I giovani si definiscono con i social
Su questo tema è stato pubblicato quest’anno il sedicesimo rapporto Censis sulla comunicazione, dal titolo I media e la costruzione dell’identità. Tra i dati riportati uno in particolare salta all’occhio: quasi il 10 per cento dei giovani, tra i 14 e i 29 anni, ha affermato che il principale fattore che contribuisce a plasmarne l’identità è costituito dai propri profili social. Se cioè la maggior parte degli intervistati, a tutte le età, definisce se stesso in base all’appartenenza al proprio nucleo familiare, alla nazionalità o a una comunità religiosa, un giovane su 10 spiega invece di identificarsi prima di tutto nella sua controparte virtuale che, giorno dopo giorno, crea a colpi di selfie e video pubblicati. Del resto i “nuovi” social, quelli post-Facebook, non solo più semplici strumenti di comunicazione: sono anche e soprattutto luoghi in cui gli utenti acquisiscono un’identità.
L’era dei video (lunghi e brevi)
In particolare con il passaggio dalla vecchia generazione di social alle stories di Instagram e a TikTok emerge come ad avere un ruolo sempre più centrale sono immagini, selfie ma, soprattutto, video. Del resto la rete oggi è fatta soprattutto di filmati: videocorsi di formazione, tutorial su YouTube oltre appunto a stories e contenuti TikTok. Superati i brevi post di Facebook, i giovanissimi raccontano dunque se stessi quasi solo con quest’ultimo formato digitale. Lo sanno bene le aziende che impiegano questo strumento per comunicare proprio con loro: i contenuti video sono infatti i più coinvolgenti e appassionanti, oggi. Secondo uno studio condotto dalla multinazionale delle telecomunicazioni Cisco, entro due anni l’82 per cento di tutti i contenuti online sarà costituito da filmati.
Le relazioni online
Proprio i video, insieme alle foto, hanno un peso sul piano identitario e psicologico. «I social media», mi ha spiegato Stefania Leone, sociologa e coordinatrice dell’Osservatorio comunicazione partecipazione culture giovanili all’Università degli studi di Salerno, «concorrono in modo significativo a esprimere l’identità sociale, ossia quella legata al rapporto con gli altri». Per i giovanissimi utenti di Instagram e TikTok, in particolare, il digitale e la vita reale sono uno spazio unico: comunicare in presenza oppure su FaceTime o tramite un video è per loro pressoché la stessa cosa. «Certo la loro identità si mostra attraverso i social ma si modella, come nella vita reale, per mezzo delle relazioni con gli altri», prosegue la studiosa. Le immagini e i video di sé con cui i giovanissimi si raccontano nascono sempre, infatti, da un’interazione: dall’imitazione o dal semplice confronto con quello che fanno gli altri.

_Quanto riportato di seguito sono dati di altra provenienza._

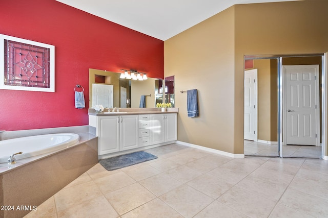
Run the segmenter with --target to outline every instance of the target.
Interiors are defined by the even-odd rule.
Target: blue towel
[[[197,98],[197,89],[189,90],[187,91],[187,109],[188,117],[198,116],[198,103]]]
[[[85,107],[83,92],[75,91],[75,108],[82,109]]]
[[[141,98],[140,98],[140,106],[139,106],[139,107],[146,107],[146,95],[141,95]]]

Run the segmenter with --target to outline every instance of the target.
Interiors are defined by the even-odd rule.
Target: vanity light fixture
[[[136,70],[133,70],[132,69],[130,69],[130,70],[128,70],[126,69],[121,69],[122,71],[124,71],[124,73],[121,74],[119,78],[120,79],[127,79],[128,80],[144,80],[148,79],[146,74],[144,72],[138,72]],[[130,74],[129,73],[130,71]]]

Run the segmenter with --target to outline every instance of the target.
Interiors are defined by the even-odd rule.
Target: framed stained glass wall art
[[[55,46],[0,34],[0,89],[55,91]]]

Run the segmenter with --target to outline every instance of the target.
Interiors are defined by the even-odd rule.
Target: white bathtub
[[[68,148],[79,140],[74,133],[57,133],[23,137],[0,141],[0,163],[8,162],[13,154],[16,160],[26,158]]]

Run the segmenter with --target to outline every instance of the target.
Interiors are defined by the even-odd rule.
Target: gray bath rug
[[[148,161],[157,158],[155,155],[145,152],[136,152],[117,157],[110,157],[99,161],[105,169],[111,171],[132,166],[137,163]]]

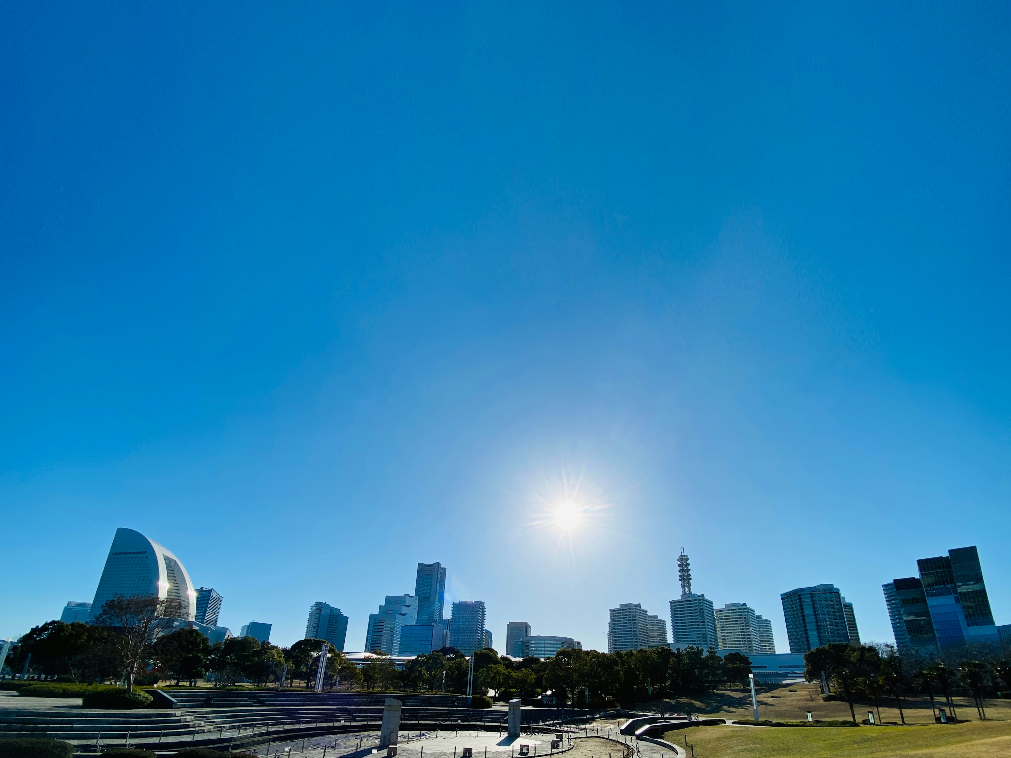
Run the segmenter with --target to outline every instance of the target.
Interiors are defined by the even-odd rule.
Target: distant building
[[[365,651],[381,650],[389,655],[399,655],[400,632],[417,623],[418,598],[415,595],[386,595],[386,601],[379,606],[379,610],[369,613]]]
[[[559,650],[566,648],[582,650],[582,643],[576,642],[571,637],[524,637],[520,640],[520,655],[518,657],[554,658]]]
[[[746,655],[759,652],[758,617],[746,602],[728,602],[716,608],[718,647],[740,650]]]
[[[649,628],[649,646],[651,648],[667,647],[667,623],[656,614],[646,617],[646,626]]]
[[[239,633],[240,637],[252,637],[254,640],[259,640],[260,642],[270,641],[270,624],[264,624],[262,622],[250,622],[249,624],[243,625],[242,631]]]
[[[638,602],[622,602],[611,608],[608,622],[608,652],[643,650],[650,647],[649,612]]]
[[[449,630],[442,624],[408,624],[400,630],[398,655],[428,655],[449,645]]]
[[[779,597],[791,653],[806,653],[830,642],[849,642],[843,598],[835,586],[798,587]]]
[[[446,602],[446,568],[441,563],[418,564],[415,596],[418,598],[419,624],[442,622]]]
[[[896,647],[915,651],[1000,642],[975,545],[916,565],[919,577],[882,585]]]
[[[179,559],[154,540],[122,527],[112,538],[91,602],[91,621],[102,612],[102,605],[117,595],[177,600],[181,606],[179,618],[195,621],[196,591]]]
[[[221,612],[221,600],[223,598],[210,587],[197,587],[196,590],[196,618],[197,624],[206,624],[210,627],[217,626],[217,617]]]
[[[522,655],[520,640],[530,637],[530,625],[527,622],[510,622],[505,625],[505,655],[519,658]]]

Il rischio di mettersi in vetrina
C’è però un aspetto negativo: l’identità che i giovani lasciano emergere dai loro profili social, complici proprio video e selfie, rischia di essere “vetrinizzata”, come dicono i sociologi: in pratica, un “io” ideale plasmato sulle aspettative altrui. Diversi psicologi hanno collegato questo fenomeno a un’impennata di atteggiamenti narcisistici e patologici. Del resto può anche dar luogo a quella condizione, descritta per la prima volta nel 2013 da Andrew Przybylski dell’Università di Oxford (Regno Unito), definita come fomo (dall’inglese fear of missing out, ovvero “paura di perdersi qualcosa”). «Il seguito di follower si accompagna alla ricerca di consenso, con i rischi che ne conseguono considerando la scarsa possibilità di controllo di questi spazi virtuali», aggiunge Leone. Del resto è stato riscontrato che circa 5 adolescenti su 10 percepiscono come normale la condivisione non solo di tutto ciò che fanno, ma anche di foto che ritraggono momenti della propria intimità. Ma questo non è sempre sano.